La rue Saint-Jacques est probablement la rue la plus ancienne de Paris, son tracé est inchangé depuis au moins le Ier siècle avant J.-C. Elle est située sur la rive gauche de la Seine, dans le 5e arrondissement. Elle commence au 79, rue Galande et se termine au 84, boulevard de Port-Royal. Des nos 1 bis et 2 bis à 161 et 184, elle traverse le quartier de la Sorbonne, et des nos 163 et 186 à 307 et 350, celui du Val-de-Grâce.

Historique[modifier | modifier le code]

Antiquité[modifier | modifier le code]

Ancienne piste gauloise, elle devient le principal axe nord-sud gallo-romain sous le nom de Via Superior.

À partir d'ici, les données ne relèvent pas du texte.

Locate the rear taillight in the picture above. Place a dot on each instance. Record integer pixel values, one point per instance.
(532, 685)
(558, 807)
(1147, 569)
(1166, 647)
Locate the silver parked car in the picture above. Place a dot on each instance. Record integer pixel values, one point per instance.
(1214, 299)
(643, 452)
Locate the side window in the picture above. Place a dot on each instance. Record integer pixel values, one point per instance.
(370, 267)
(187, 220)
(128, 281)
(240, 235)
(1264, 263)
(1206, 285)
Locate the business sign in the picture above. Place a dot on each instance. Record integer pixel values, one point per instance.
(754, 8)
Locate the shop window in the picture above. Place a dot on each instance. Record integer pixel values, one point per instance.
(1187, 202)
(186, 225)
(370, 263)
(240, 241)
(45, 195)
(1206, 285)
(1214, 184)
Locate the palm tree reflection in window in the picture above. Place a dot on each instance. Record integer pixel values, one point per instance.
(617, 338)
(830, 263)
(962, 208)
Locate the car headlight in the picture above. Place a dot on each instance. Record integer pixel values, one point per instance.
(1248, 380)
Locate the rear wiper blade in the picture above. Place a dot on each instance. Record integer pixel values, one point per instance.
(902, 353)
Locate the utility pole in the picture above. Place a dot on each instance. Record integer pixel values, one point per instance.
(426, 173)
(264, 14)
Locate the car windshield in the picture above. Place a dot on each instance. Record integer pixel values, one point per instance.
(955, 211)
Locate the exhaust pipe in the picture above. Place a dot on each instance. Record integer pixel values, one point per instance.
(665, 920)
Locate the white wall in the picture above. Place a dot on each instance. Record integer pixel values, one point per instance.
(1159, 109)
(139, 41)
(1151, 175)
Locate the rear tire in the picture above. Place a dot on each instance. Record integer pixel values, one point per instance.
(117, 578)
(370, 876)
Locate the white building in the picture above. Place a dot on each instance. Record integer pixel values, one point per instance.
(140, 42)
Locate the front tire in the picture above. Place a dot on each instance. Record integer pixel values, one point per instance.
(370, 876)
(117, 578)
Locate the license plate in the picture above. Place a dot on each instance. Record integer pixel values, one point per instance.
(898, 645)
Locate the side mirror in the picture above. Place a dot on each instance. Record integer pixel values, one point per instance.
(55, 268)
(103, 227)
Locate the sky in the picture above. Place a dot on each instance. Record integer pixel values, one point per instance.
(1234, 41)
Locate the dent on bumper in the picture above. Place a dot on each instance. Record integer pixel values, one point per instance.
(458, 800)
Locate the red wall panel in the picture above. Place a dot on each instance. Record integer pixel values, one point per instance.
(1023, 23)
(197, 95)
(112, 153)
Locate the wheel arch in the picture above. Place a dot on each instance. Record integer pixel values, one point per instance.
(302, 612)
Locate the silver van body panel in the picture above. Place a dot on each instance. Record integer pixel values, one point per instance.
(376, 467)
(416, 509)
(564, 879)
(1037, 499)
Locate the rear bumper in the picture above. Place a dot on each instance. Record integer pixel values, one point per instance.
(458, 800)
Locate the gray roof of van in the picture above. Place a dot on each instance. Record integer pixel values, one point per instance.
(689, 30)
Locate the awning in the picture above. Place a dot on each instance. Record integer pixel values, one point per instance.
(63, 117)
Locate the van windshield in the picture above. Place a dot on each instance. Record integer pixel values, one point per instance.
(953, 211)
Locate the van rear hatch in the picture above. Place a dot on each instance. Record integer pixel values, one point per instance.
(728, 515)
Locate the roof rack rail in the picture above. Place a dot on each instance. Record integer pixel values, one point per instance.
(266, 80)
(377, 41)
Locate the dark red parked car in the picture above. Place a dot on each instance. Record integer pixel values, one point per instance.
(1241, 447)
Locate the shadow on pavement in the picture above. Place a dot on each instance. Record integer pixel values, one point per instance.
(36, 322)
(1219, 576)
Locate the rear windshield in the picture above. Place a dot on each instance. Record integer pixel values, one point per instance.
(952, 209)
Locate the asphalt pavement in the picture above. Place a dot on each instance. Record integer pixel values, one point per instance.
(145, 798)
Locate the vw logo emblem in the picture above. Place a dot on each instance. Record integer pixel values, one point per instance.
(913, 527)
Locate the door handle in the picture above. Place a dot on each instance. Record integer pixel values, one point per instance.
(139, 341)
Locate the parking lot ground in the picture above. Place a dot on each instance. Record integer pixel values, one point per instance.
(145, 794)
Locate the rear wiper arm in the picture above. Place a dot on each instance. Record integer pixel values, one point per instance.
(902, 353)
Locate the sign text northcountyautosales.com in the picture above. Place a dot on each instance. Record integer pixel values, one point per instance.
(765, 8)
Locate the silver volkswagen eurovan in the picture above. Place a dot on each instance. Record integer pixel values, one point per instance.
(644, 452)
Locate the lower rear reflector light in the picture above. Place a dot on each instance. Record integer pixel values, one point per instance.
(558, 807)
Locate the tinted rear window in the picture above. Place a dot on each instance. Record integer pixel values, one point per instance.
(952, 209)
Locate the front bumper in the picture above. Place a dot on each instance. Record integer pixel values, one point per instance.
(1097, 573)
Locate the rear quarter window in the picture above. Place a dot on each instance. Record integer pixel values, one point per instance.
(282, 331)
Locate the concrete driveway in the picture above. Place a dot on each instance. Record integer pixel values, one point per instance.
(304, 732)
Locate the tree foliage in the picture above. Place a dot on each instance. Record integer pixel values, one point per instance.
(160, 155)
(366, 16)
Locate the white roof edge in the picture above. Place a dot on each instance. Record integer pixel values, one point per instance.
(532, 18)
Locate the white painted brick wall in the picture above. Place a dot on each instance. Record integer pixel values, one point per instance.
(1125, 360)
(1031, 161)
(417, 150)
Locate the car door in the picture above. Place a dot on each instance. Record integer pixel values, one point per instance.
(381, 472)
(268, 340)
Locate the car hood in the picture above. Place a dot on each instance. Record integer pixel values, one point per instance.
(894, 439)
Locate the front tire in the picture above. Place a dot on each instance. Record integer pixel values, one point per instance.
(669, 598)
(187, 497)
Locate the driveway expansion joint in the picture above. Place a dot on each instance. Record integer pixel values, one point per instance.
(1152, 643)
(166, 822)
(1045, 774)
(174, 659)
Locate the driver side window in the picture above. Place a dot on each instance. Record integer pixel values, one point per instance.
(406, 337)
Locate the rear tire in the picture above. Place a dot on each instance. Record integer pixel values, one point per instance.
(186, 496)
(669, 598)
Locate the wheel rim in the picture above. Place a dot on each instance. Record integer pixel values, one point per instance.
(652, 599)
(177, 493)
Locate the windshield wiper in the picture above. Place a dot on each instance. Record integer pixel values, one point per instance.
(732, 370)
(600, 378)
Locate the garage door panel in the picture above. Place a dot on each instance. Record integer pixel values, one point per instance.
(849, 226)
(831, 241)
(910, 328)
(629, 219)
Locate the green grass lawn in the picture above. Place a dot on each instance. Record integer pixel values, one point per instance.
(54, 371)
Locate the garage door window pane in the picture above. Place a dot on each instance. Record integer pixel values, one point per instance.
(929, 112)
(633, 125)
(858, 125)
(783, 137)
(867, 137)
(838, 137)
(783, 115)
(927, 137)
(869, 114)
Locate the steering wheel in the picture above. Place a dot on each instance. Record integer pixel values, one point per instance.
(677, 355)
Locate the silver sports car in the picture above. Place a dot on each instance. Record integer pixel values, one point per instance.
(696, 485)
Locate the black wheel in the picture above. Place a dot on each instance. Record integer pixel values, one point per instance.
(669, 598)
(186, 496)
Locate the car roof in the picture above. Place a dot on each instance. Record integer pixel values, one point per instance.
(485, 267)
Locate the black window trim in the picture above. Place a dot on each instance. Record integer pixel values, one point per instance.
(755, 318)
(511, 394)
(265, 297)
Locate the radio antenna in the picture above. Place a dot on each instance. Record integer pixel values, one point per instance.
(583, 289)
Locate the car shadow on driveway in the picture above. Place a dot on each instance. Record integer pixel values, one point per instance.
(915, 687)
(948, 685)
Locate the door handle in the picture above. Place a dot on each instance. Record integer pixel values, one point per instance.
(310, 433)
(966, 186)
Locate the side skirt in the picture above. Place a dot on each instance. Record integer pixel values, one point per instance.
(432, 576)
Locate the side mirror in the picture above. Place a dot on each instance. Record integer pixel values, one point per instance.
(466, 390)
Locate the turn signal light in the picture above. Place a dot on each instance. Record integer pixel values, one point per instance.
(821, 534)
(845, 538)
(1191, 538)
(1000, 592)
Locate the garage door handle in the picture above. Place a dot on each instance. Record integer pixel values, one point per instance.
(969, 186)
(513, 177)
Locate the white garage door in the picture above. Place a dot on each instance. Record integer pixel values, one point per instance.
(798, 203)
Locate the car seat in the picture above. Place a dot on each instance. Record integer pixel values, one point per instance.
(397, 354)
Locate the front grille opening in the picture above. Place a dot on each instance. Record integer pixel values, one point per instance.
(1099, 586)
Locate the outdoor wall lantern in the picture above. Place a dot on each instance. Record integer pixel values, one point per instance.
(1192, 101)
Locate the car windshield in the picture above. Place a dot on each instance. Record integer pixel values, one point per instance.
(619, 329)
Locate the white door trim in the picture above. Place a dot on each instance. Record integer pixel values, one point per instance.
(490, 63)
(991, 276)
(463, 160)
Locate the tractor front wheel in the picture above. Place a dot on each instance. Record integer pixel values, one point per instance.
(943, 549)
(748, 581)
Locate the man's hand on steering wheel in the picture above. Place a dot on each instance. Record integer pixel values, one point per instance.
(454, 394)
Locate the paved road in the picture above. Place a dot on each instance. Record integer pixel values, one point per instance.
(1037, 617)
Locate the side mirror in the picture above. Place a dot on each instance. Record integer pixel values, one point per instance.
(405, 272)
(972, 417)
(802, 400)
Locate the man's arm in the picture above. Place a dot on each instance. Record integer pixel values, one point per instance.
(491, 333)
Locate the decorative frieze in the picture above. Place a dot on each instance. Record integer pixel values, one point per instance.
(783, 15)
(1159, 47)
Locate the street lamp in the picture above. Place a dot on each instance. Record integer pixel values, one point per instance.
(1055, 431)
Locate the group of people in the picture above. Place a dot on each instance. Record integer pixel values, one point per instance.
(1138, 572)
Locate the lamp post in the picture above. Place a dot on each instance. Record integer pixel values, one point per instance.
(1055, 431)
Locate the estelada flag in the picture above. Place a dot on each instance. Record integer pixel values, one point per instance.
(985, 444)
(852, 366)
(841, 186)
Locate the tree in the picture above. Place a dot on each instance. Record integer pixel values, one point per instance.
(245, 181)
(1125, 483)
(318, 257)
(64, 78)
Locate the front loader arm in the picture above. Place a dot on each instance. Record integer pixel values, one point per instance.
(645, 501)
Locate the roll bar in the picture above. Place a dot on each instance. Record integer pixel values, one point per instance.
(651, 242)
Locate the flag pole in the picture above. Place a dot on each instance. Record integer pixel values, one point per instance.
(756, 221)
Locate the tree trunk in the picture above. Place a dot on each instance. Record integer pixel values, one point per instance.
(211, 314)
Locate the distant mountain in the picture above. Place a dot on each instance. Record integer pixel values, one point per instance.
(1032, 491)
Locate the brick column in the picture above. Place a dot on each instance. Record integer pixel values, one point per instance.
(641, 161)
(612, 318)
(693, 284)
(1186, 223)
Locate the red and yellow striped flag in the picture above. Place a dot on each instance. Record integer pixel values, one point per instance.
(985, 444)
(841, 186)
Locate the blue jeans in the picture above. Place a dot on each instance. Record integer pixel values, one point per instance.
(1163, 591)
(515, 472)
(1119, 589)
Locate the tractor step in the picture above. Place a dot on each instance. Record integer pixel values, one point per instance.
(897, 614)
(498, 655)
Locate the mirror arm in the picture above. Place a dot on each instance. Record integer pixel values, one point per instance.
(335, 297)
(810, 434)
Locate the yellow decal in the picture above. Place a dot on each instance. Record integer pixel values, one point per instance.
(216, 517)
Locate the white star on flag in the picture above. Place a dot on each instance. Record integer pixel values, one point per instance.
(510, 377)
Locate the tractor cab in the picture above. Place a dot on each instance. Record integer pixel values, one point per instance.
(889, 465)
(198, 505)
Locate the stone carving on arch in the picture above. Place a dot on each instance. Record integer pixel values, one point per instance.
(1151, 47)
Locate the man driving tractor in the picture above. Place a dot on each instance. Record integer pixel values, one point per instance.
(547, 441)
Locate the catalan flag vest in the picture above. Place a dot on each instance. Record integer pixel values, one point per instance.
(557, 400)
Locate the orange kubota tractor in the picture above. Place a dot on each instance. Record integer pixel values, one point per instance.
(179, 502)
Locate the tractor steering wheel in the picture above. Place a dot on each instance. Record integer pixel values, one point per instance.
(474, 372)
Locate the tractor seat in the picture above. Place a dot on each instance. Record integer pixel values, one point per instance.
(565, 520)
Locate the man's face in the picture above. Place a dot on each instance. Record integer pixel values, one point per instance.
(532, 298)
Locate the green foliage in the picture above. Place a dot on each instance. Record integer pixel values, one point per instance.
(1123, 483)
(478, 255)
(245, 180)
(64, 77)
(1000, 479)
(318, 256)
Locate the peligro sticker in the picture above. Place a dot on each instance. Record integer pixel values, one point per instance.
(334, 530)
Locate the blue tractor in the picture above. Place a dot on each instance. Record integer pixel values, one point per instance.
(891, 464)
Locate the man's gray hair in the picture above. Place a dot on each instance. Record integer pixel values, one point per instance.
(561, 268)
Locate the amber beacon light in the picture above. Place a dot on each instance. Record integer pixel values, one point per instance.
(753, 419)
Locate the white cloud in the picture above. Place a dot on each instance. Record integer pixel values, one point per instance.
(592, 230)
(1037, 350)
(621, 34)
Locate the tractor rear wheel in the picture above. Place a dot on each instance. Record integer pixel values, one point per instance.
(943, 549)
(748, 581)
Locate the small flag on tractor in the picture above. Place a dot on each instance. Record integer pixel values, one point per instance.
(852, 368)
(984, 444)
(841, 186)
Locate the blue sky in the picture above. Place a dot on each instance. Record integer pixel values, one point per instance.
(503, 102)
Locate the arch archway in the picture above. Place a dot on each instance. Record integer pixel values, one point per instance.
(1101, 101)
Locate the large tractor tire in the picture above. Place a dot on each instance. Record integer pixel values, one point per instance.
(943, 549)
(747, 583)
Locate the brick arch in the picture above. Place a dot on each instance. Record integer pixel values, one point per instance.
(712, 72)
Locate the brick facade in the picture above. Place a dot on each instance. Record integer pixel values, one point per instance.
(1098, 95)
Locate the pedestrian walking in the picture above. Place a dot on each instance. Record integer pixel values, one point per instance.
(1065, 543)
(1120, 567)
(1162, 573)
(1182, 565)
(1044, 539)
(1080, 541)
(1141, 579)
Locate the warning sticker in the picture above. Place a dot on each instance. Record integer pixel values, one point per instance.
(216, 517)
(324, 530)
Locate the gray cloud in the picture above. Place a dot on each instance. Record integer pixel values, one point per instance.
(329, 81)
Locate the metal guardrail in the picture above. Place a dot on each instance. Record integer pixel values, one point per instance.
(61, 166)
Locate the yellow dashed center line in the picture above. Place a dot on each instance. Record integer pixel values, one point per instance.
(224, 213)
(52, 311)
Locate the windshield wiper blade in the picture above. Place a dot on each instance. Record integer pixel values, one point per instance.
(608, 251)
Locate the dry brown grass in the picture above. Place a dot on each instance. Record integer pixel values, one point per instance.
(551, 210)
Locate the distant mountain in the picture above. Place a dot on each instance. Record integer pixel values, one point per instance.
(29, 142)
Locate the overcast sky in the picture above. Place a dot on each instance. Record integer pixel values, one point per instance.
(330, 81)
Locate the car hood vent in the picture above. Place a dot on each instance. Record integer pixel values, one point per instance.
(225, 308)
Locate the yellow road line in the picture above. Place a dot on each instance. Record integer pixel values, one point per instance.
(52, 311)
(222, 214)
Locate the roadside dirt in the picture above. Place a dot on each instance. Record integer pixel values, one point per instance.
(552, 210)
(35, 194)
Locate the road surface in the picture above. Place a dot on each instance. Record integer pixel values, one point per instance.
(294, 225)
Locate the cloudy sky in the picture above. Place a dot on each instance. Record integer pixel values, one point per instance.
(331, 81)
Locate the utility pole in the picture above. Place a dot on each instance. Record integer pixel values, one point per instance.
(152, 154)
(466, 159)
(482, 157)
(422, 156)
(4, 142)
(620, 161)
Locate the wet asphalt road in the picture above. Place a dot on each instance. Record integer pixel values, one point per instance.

Large de neuf mètres et solidement pavée, c'est la route de Genabum (Orléans) depuis la rue des Feuillantines jusqu'au boulevard de Port-Royal[1]. Son tracé correspond à la partie Sud du Cardo de l'ancienne Lutèce, la ville romaine dont le centre se situait dans l'actuel quartier latin (Luxembourg, Panthéon). Elle se trouve dans le prolongement de la rue du Petit-Pont et se poursuit vers le sud par la rue du Faubourg-Saint-Jacques.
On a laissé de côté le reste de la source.